Everybody in here follows the seal maintenance and leakage issue pretty closely, and I have a thought on the matter...
There have been rumors of design change/improvement in the seals, which may be a change in physical shape, but it might also be a change to the coating. I took a test drive recently, and the vertical window seals on the car I drove looked like the coating was somewhat smoother than on the first Eos I had seen in August 2006. Which gave me this idea...
I think it would be a good idea for all Eos owners participating in this forum, particularly those dealing with leakage issues, to put the date of manufacture of their Eos in the signature line of their profile so we can see if problematic cars tend to fall within certain dates.
anybody else think that's a good idea?
 
#172 ·
Re: (WolfsburgerMitFries)

Quote, originally posted by WolfsburgerMitFries »

I think it would be a good idea for all Eos owners participating in this forum, particularly those dealing with leakage issues, to put the date of manufacture of their Eos in the signature line of their profile so we can see if problematic cars tend to fall within certain dates.
anybody else think that's a good idea?

I will create such a signature line as you suggest, as long as I can figure out how to do so.
Edit: Did it!

Modified by SoCalMan at 8:05 AM 5-25-2007


Modified by SoCalMan at 8:07 AM 5-25-2007
 
#175 ·
Re: (BigFoot-74205)

Quote, originally posted by BigFoot-74205 »
Michael & everyone else,
I was just wondering, is G 052 172.A1 VW's international product code for Krytox, or is it just for North America?
Damir

The part number should be consistent throughout the world.
Here's the discussion from the German Beetle blog from September 2005 discussing Volkswagen part numbers and Dupont equivalent part numbers.
http://www.beetle-forum.de/Kry....html
And here's a google translation of the same discussion for those interested.
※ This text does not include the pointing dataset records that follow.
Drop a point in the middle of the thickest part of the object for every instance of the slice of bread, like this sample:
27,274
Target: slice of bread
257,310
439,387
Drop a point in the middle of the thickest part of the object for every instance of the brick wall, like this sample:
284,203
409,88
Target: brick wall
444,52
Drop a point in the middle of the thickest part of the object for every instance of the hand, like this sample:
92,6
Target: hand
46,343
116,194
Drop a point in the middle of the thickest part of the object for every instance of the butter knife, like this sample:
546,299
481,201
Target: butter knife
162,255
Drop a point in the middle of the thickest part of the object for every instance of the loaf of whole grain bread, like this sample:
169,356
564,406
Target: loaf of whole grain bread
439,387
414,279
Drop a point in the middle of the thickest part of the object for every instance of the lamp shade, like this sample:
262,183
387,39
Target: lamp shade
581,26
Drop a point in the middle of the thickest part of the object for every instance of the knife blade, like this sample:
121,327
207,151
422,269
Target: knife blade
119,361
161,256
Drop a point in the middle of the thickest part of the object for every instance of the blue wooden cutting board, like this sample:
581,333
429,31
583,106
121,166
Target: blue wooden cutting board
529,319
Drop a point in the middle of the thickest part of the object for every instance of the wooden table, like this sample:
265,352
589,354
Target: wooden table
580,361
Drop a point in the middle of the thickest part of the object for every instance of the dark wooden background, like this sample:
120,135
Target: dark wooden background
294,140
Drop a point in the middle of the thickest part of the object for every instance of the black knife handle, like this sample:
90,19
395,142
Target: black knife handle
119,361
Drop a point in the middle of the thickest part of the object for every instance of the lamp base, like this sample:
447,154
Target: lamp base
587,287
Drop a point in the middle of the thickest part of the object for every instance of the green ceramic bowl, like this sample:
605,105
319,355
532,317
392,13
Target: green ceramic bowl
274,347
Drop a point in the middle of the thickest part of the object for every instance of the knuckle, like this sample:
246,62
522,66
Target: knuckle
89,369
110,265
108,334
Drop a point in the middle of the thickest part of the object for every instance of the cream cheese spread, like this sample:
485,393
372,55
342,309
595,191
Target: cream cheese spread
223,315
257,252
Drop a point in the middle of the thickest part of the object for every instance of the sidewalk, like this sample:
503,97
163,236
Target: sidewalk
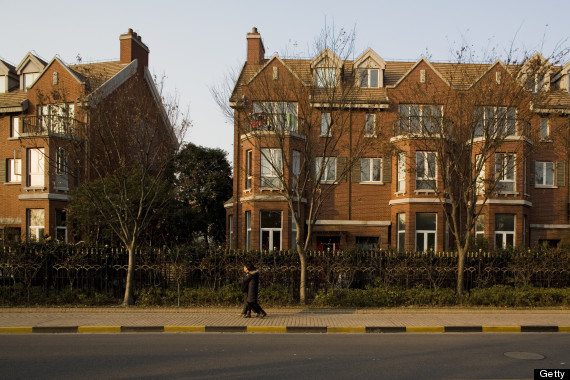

As you can see they were trying to buy directly to save some money.
http://translate.google.com/tr...3Dall
 
#176 ·
Re: (WolfsburgerMitFries)

Jeremiah,
Thanks for the reply. The thing is, I was at my dealer yesterday and all the part numbers are in the NNN-NNN-NNN format. They're basically not sure what to order (I want Krytox of course). A while ago they were offering me a silicon based lubricant (I didn't buy it). We found one product which based on the description should be it, but we're not 100%. The product code was 000-096-331. Oh well, I'll keep digging and I don't find any useful info I'll just order that and make sure it's actually Krytox once they get it in.